Por J. C. Junot – JSNews
Fort Worth, Texas – Em um episódio que beira o surreal, um juiz federal declarou anulação do júri no julgamento de nove acusados de integrar o que o governo Trump chama de “célula antifascista do Norte do Texas”. O motivo? Uma camiseta.
Não foi uma peça qualquer. A advogada MarQuetta Clayton, defensora de uma das rés, Maricela Rueda, usou, sob o blazer, uma camiseta com imagens de ícones do movimento pelos direitos civis: Shirley Chisholm e Martin Luther King Jr. O fato ocorreu durante a seleção do júri, na terça-feira. O juiz Mark Pittman, nomeado por Donald Trump, descobriu a vestimenta depois que Clayton já havia interrogado potenciais jurados por 22 minutos.

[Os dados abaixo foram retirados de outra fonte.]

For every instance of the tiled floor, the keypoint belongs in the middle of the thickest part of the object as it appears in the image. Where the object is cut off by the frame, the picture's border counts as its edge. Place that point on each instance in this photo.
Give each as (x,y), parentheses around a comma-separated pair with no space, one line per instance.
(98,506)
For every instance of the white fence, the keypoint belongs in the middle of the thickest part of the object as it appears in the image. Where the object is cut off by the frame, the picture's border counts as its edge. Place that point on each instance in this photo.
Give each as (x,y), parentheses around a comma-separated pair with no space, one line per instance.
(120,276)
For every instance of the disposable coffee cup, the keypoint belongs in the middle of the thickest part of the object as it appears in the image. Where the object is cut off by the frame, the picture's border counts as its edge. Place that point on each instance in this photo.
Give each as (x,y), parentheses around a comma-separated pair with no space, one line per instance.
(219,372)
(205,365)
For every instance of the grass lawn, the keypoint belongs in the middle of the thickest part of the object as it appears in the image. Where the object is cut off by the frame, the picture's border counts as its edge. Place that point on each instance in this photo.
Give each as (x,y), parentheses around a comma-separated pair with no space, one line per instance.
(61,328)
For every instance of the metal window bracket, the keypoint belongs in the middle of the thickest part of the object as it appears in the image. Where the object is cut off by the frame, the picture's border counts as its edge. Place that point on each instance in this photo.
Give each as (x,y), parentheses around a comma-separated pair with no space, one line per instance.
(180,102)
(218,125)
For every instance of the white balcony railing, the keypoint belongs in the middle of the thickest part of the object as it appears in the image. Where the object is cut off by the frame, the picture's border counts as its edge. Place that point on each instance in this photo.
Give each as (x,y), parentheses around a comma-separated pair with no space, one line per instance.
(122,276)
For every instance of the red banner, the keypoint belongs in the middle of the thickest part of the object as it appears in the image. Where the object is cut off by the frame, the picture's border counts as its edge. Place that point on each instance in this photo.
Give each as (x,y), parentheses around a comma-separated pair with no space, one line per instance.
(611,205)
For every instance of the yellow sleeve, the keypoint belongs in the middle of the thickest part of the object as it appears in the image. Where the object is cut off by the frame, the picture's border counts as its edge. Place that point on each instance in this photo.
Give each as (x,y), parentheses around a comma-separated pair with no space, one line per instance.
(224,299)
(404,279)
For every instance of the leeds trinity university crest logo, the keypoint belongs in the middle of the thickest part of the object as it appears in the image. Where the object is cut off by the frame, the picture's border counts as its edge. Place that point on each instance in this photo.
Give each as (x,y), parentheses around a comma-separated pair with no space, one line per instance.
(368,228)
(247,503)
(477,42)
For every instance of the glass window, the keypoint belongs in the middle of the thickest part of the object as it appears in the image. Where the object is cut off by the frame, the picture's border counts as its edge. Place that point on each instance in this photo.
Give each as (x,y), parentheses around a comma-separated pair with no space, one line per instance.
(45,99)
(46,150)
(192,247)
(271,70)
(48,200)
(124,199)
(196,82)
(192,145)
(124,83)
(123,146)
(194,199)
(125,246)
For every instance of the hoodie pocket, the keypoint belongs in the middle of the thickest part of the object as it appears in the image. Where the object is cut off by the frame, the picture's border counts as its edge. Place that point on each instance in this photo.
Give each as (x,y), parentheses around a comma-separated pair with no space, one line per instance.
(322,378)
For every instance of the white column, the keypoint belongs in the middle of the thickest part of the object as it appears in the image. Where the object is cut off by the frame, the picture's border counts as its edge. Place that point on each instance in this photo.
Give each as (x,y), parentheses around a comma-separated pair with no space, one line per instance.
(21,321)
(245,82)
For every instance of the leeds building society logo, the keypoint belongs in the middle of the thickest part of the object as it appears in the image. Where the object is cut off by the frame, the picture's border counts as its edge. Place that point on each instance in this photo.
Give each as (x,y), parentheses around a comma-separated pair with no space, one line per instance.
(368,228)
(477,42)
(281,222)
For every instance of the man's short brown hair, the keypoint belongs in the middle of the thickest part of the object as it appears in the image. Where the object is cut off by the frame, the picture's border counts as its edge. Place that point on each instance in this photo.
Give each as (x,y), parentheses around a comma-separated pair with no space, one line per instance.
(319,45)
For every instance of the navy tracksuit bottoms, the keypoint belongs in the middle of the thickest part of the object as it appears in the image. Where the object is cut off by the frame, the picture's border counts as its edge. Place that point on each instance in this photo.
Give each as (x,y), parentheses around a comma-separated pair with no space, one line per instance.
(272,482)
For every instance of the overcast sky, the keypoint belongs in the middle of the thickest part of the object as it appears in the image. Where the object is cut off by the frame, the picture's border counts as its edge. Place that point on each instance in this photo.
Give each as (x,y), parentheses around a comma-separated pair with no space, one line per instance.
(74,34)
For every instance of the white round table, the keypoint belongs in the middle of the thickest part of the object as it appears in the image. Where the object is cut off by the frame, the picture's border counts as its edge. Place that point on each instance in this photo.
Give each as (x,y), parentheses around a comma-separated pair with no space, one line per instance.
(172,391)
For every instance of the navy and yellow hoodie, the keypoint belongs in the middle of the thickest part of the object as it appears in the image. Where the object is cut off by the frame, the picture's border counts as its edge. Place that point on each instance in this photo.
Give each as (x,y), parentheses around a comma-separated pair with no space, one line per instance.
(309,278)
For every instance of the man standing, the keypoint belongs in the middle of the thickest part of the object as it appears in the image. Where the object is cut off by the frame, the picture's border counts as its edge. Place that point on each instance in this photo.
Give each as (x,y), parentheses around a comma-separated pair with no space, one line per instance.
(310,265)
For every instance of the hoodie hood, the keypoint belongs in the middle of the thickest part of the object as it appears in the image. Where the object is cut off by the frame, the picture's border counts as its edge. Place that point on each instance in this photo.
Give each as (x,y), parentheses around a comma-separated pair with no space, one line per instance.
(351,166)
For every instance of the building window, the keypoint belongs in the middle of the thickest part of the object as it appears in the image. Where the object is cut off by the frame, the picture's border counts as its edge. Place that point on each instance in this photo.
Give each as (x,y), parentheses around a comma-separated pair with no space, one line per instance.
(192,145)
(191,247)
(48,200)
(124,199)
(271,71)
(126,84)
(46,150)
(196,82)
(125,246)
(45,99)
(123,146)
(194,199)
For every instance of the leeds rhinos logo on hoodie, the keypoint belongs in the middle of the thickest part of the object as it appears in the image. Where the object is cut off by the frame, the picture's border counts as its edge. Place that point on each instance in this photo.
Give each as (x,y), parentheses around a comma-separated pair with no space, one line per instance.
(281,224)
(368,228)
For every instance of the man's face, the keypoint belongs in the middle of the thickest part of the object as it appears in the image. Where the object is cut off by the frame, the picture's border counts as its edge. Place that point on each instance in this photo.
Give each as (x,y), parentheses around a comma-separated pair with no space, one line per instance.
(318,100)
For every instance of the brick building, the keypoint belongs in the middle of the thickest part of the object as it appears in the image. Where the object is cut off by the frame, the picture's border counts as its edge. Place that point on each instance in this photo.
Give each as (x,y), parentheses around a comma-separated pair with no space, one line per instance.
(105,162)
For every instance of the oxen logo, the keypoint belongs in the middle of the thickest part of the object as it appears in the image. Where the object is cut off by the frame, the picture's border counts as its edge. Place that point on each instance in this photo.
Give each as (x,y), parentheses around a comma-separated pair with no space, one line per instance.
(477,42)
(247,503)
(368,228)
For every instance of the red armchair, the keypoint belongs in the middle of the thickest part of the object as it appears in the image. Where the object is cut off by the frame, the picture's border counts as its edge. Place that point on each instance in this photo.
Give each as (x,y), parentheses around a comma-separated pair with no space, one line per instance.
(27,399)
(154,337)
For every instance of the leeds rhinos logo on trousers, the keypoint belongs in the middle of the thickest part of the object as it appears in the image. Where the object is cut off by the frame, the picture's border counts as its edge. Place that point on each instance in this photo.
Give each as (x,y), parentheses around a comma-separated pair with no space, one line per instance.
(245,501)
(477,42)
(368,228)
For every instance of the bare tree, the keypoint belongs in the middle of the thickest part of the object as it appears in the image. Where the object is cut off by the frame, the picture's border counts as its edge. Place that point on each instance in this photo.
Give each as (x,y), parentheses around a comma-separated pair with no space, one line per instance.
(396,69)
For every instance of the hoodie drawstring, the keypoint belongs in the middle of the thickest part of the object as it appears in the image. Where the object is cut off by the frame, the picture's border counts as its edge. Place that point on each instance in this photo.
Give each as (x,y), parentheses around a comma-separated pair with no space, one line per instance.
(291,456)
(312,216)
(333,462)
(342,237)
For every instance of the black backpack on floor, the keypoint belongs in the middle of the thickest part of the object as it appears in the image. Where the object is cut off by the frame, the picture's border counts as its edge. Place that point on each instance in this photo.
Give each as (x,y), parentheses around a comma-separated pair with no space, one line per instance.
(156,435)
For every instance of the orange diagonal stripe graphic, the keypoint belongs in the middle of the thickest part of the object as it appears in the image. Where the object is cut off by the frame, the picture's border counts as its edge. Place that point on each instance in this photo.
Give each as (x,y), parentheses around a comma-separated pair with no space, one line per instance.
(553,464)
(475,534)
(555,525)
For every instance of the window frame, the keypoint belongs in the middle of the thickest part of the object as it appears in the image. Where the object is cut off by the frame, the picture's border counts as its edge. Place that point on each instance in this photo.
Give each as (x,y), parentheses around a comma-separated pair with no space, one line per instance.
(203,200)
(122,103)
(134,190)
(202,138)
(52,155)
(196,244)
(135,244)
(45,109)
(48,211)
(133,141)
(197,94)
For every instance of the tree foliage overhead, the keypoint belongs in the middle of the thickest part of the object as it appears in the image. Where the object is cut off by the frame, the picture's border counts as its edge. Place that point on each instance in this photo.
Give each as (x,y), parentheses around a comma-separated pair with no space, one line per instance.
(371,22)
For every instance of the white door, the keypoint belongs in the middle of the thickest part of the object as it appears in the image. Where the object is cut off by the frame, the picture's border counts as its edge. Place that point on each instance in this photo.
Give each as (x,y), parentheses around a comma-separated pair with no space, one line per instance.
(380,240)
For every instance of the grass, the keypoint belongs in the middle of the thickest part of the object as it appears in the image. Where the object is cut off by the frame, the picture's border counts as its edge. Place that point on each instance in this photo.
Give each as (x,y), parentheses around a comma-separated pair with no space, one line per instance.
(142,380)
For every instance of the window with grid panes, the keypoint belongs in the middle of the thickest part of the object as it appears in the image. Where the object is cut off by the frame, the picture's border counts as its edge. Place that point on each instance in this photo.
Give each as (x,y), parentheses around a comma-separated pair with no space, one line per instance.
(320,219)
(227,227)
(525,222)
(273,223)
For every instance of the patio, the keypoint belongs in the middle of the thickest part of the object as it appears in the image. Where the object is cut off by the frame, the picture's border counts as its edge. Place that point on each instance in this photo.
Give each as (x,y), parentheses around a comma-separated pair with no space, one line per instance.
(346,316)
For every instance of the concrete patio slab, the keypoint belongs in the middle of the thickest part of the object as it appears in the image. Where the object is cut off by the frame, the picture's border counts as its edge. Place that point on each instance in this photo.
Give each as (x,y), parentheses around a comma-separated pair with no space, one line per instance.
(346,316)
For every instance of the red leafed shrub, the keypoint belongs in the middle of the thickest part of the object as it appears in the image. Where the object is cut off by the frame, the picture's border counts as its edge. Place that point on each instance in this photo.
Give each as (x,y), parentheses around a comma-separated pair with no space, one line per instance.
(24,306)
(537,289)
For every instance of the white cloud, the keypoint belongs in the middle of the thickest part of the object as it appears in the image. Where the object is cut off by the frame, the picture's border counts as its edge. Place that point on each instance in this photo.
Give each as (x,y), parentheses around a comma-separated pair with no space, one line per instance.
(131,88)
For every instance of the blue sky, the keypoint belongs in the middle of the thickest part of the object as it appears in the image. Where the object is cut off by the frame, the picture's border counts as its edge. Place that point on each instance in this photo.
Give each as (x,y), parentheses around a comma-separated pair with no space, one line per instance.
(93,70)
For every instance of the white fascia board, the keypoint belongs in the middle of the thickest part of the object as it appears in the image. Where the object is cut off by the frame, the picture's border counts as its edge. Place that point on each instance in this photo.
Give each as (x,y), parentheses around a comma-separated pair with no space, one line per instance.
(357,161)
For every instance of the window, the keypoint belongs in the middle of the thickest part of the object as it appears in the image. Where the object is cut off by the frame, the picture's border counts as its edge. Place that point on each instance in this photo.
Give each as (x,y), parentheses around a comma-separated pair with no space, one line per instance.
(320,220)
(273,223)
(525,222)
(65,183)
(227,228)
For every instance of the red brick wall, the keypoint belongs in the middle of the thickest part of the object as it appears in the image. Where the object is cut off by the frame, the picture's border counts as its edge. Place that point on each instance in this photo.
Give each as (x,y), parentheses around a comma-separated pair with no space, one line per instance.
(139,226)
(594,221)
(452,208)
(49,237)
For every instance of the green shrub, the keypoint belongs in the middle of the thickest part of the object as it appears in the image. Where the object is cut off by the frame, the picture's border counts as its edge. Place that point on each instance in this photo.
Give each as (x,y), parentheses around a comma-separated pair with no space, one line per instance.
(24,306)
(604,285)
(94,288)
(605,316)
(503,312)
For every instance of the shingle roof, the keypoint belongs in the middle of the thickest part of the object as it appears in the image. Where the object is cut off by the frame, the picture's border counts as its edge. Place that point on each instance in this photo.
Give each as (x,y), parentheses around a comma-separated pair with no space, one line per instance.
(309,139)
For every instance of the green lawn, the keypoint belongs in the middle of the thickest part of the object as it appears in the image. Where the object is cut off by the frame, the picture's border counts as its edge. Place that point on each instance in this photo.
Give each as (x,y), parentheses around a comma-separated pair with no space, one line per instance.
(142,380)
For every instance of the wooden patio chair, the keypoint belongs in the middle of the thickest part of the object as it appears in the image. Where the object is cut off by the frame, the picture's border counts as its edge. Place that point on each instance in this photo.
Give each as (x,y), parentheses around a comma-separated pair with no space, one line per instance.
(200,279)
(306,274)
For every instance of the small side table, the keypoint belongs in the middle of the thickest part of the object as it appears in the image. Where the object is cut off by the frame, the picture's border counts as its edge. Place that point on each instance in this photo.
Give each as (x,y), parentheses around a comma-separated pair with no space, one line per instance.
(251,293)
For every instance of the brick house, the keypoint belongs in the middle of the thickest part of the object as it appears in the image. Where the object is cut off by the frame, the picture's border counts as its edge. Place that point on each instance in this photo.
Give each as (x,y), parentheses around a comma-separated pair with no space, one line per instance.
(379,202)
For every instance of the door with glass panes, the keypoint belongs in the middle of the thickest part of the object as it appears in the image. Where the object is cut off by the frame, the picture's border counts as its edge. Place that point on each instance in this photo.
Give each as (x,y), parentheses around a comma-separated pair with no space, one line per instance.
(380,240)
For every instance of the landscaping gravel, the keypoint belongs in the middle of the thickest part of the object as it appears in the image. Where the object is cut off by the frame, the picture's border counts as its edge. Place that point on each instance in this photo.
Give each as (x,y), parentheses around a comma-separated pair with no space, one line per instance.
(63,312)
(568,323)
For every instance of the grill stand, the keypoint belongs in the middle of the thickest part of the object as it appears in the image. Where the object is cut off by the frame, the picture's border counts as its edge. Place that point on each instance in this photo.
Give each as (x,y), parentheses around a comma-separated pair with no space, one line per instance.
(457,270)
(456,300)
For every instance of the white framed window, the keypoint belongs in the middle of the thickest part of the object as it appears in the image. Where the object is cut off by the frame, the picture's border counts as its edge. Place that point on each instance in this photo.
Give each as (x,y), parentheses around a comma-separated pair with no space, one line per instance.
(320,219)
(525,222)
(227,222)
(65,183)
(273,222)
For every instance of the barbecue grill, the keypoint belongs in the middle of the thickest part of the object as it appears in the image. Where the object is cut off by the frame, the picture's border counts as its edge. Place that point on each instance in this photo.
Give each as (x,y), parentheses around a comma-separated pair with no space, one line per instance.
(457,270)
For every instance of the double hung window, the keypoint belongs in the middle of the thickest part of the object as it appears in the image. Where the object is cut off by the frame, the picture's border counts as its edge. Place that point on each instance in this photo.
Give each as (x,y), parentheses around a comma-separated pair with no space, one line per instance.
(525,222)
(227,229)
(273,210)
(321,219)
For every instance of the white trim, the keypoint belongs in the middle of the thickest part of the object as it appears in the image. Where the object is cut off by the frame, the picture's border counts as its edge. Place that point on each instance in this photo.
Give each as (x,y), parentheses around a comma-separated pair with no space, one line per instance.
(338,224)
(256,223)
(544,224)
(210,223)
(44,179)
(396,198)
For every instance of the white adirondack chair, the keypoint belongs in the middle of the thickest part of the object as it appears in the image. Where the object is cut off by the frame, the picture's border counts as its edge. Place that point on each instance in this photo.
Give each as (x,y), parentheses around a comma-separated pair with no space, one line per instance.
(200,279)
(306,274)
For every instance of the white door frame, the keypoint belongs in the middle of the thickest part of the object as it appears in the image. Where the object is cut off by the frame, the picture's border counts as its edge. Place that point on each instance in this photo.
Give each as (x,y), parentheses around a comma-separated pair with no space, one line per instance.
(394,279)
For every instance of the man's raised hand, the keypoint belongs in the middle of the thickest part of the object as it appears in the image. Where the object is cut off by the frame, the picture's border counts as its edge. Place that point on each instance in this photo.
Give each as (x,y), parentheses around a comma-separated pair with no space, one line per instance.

“I don’t know why in the world you would think that’s appropriate”, disse Pittman, segundo relatos do Texas Standard e do Fort Worth Star-Telegram. E completou: “This has to be a first in the history of American jurisprudence, I would think”. Traduzindo sem firulas: “Não sei por que diabos você achou isso apropriado”. E: “Isso deve ser uma estreia na história da jurisprudência americana, suponho”.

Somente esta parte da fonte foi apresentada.